Dialogues

Race in America

Dear Randy:

       That Bill Lann Lee’s nomination was temporarily stopped by the GOP-dominated Senate Judiciary Committee simply suggests that a few Republicans for once had the courage to join the overwhelming majority of Americans in opposing racial preferences. The Civil Rights Act of 1997, which reaffirms the nondiscriminatory language of the great 1964 Civil Rights Act, has suffered quite a different fate. Republicans are too terrified of the consequences of dissenting from the liberal consensus that dominates racial discourse to back the bill. You have named every national publication that speaks in a voice that departs from civil-rights orthodoxy, and with the exception of the Wall Street Journal, these publications reach a very limited readership. Moreover, writers on race who appear in Commentary, the Weekly Standard, and other such journals do so under a totally unwarranted cloud of moral suspicion.
       You know perfectly well the depth of Steve’s and my commitment to the cause of racial equality. And yet the most extraordinary abuse has been hurled at us by, among others, the president’s point man on affirmative action, Christopher Edley, your colleague at the Harvard Law School. Two months before our book came out, Edley dismissed us as unfit for participation in the national racial dialogue–a view that the president happily ignored.
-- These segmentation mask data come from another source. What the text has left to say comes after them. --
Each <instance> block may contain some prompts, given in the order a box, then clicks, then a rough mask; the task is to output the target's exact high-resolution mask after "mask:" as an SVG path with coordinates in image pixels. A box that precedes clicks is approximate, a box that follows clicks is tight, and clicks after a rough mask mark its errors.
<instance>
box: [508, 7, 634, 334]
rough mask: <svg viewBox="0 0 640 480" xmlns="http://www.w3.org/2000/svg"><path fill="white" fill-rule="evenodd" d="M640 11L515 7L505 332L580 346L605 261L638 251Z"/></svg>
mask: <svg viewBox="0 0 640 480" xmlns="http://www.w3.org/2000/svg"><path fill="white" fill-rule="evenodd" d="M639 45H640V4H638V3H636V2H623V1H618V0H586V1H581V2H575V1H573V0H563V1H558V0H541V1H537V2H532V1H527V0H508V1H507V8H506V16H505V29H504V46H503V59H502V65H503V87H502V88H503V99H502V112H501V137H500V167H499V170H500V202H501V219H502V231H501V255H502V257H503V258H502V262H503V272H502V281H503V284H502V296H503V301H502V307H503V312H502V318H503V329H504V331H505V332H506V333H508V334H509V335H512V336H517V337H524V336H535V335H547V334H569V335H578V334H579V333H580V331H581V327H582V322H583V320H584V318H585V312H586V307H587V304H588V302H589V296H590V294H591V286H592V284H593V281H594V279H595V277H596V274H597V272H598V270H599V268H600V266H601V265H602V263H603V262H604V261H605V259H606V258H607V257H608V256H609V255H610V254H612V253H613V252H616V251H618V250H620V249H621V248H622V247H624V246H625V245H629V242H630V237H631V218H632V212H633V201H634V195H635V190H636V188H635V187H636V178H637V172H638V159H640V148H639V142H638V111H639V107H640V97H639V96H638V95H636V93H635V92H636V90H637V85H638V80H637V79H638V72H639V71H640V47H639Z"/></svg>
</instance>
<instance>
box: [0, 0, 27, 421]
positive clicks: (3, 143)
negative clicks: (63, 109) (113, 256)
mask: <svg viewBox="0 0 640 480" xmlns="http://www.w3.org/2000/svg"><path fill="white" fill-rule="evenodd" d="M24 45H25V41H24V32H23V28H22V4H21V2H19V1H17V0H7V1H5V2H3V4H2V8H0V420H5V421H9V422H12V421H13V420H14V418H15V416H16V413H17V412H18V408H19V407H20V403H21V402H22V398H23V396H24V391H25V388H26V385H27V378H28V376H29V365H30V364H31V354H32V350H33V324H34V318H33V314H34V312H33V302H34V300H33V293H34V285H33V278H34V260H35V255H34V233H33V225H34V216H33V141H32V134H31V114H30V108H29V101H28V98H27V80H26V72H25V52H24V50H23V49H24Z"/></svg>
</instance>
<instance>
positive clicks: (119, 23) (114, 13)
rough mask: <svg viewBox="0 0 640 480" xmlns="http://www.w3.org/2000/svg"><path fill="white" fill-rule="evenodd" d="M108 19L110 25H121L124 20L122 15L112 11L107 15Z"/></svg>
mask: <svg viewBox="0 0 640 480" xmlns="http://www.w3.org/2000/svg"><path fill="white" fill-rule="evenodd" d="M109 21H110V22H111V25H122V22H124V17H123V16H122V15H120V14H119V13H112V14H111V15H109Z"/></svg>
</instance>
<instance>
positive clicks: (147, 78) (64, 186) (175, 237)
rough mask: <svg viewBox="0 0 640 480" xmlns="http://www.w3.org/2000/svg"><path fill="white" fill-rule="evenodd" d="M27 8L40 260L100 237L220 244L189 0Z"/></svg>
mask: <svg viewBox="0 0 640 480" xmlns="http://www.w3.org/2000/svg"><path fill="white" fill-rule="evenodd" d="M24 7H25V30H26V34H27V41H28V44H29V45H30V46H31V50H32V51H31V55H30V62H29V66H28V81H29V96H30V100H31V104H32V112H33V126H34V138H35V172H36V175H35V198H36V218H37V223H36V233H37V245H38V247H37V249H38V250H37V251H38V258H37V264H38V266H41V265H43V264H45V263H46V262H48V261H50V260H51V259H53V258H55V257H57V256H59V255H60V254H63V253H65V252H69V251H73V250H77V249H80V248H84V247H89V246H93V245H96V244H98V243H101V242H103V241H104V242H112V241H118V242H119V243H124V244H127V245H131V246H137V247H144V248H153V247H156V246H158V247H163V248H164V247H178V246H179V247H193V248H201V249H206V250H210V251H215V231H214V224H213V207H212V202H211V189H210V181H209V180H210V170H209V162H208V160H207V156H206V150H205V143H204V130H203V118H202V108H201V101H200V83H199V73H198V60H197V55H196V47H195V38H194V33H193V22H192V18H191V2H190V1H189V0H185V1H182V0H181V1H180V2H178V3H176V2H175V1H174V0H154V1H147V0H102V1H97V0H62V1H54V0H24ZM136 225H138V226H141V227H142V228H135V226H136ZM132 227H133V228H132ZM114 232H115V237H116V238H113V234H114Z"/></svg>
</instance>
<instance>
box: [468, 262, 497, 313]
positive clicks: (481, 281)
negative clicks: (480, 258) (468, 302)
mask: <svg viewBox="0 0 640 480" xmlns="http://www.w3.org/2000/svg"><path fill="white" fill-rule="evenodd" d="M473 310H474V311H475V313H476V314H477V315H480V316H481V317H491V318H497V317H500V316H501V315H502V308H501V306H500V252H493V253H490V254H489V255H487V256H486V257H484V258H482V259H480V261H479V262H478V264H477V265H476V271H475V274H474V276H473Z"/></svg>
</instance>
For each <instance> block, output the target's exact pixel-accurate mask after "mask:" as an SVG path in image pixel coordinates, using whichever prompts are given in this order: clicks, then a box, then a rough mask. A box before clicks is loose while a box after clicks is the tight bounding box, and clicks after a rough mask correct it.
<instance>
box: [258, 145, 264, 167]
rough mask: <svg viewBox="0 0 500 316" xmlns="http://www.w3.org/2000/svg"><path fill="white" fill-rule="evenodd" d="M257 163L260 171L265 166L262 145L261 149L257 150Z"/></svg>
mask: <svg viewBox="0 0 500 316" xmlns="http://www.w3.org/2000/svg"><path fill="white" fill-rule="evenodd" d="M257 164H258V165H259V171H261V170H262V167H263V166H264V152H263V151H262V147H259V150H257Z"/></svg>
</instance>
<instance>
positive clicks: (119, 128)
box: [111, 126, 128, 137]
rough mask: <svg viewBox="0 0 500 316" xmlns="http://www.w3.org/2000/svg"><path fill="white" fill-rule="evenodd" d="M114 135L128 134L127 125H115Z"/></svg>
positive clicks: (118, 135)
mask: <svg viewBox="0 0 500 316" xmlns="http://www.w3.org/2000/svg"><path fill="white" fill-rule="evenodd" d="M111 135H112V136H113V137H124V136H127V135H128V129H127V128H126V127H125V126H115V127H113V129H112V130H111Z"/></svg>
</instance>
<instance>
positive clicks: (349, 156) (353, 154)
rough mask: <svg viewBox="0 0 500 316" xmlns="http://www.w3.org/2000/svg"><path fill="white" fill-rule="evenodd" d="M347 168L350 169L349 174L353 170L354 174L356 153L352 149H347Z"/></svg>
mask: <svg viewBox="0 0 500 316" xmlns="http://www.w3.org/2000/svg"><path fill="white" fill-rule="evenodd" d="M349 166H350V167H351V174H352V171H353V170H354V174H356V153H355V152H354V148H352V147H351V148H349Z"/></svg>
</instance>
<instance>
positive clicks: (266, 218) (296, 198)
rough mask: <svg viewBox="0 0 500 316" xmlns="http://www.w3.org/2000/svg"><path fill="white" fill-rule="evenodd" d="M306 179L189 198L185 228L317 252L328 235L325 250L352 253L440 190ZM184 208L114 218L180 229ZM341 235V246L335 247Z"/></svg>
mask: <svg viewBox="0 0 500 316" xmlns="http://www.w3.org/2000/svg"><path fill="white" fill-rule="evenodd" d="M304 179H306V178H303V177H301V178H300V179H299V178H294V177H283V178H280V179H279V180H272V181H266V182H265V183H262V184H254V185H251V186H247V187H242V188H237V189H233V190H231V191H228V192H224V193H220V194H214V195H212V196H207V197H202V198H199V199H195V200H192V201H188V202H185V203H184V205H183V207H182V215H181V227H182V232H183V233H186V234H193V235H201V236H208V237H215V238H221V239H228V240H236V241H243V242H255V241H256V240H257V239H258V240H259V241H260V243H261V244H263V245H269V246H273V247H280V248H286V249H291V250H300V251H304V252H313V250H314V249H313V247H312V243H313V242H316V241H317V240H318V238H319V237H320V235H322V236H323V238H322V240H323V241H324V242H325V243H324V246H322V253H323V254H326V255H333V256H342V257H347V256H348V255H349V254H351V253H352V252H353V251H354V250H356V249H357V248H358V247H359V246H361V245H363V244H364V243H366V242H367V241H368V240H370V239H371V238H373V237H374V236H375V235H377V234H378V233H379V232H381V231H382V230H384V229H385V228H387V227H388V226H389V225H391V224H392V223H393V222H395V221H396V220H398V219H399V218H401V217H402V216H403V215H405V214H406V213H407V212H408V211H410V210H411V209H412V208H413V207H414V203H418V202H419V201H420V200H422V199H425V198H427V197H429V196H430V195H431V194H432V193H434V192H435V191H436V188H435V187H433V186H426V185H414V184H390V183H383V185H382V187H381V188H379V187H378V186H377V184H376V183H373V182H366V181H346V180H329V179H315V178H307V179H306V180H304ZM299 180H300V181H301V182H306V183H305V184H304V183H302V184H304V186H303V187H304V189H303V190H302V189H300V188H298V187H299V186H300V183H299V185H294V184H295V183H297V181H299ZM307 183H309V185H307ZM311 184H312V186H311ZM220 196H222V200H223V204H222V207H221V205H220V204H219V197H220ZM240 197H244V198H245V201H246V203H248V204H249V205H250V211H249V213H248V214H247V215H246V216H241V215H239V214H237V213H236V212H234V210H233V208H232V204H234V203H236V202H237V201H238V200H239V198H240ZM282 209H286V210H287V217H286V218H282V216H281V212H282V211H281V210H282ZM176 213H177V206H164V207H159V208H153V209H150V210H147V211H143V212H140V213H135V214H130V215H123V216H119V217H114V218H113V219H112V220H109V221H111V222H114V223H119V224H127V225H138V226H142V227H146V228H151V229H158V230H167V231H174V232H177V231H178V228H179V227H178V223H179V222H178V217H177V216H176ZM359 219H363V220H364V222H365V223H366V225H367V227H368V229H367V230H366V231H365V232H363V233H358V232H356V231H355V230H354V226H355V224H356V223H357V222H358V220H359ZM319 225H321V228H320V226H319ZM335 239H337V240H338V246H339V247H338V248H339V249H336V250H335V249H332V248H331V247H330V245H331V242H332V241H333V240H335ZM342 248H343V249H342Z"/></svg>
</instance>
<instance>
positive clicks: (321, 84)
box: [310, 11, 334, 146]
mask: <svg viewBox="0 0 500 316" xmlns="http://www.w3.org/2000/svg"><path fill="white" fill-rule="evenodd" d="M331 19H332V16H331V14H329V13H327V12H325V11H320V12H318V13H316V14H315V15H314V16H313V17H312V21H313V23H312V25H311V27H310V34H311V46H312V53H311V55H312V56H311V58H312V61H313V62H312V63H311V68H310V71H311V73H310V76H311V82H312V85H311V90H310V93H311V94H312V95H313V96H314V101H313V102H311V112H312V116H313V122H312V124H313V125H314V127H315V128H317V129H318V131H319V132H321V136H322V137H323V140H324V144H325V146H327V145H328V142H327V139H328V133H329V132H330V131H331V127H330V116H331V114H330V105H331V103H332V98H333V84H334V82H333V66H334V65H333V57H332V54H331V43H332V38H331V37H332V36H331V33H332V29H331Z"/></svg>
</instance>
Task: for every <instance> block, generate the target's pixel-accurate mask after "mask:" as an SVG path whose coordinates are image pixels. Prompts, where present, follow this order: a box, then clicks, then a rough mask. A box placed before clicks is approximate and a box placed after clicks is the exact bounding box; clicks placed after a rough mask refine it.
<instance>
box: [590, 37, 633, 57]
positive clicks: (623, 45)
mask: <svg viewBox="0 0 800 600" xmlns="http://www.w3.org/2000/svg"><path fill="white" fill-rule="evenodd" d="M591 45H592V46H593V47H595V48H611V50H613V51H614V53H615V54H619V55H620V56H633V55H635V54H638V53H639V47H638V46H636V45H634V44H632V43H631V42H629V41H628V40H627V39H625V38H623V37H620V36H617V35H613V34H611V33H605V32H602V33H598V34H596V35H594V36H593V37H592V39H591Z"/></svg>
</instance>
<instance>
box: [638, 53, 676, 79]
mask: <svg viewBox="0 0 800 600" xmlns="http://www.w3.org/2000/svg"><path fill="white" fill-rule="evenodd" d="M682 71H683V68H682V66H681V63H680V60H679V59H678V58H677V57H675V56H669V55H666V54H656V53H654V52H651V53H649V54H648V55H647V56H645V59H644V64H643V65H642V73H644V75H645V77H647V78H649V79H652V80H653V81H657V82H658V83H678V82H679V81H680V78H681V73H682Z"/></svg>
More recently, Edley has labeled one of us a “high priestess” of “racial counterrevolution” and our book “a crime against humanity.”
       What price do those who engage in such dishonest, ugly rhetoric pay? None, because those who are viewed as part of the civil-rights community can still draw on the moral capital accumulated in the struggle for civil rights in the 1950s and 1960s. They have a free ride, even when they distort a work of scholarship beyond recognition and attempt to sully the public image of two authors whose disdain for those who are ignorant of the history of black suffering and indifferent to ongoing discrimination is obvious. (The distortion of our work in general is mind-boggling. Franklin Foer in Slate suggests we have failed to keep the integrationist faith and believe integration hasn’t succeeded. We have kept the faith and argue precisely the opposite–by numerous measures America has become remarkably integrated. What is he talking about?)
       Nowhere do we say that all government effort is doomed to futility. Better public schools are fundamental to the drive for racial equality. But entrepreneurs are the key to good jobs–not the government. And (as the Institute for Justice has been so effectively arguing) too many government regulations inhibit entrepreneurship–that of blacks and whites alike. On the matter of “governmental effort,” you say we are “very, very, very, very, very wrong.” With five verys you have gone into emotional overdrive, at which point you cease to be a scholar and become an impassioned political polemicist. Surely, this is not an issue on which either side is totally wrong.
       We are sorry that you continue to fret over our sparse use of the phrase “black crime,” for we do make your point, clearly and forcefully. This is what we say on Page 259: “We speak of ‘black crime’ as a convenient shorthand, hard to avoid. And yet, unlike ‘black poverty,’ it is a loaded phrase, implying some sort of innate predisposition to engage in illegal activity. As such, it seems to echo racist assumptions about blacks as a primitive people, gripped by passions, more likely to commit crimes unless controlled by white authorities. In fact, of course, crime is an individual failing, and the statistical generalization that blacks are disproportionately both perpetrators and victims must never obscure the vital fact that most black citizens are law-abiding.”
       In other words, you have a point, and we made it. But for goodness’ sake, keep it in perspective. When people use the phrase “white racism,” are we to assume they think all whites are racists? Of course not.
       Two final points: We are not going to bore Slate readers with an argument over the Patterson case. And we believe that your charge that we paid too little attention to white racism is unfounded. But, yes, unlike Andrew Hacker et al., we do not view white racism as the central problem confronting blacks today, and we were heartened to see the results of a recent CNN-Time poll that shows nine out of 10 black teen-agers agree with us. If you want to argue about the level of white racism, then provide data. Otherwise, we’re back to useless, anti-intellectual, counterproductive emoting.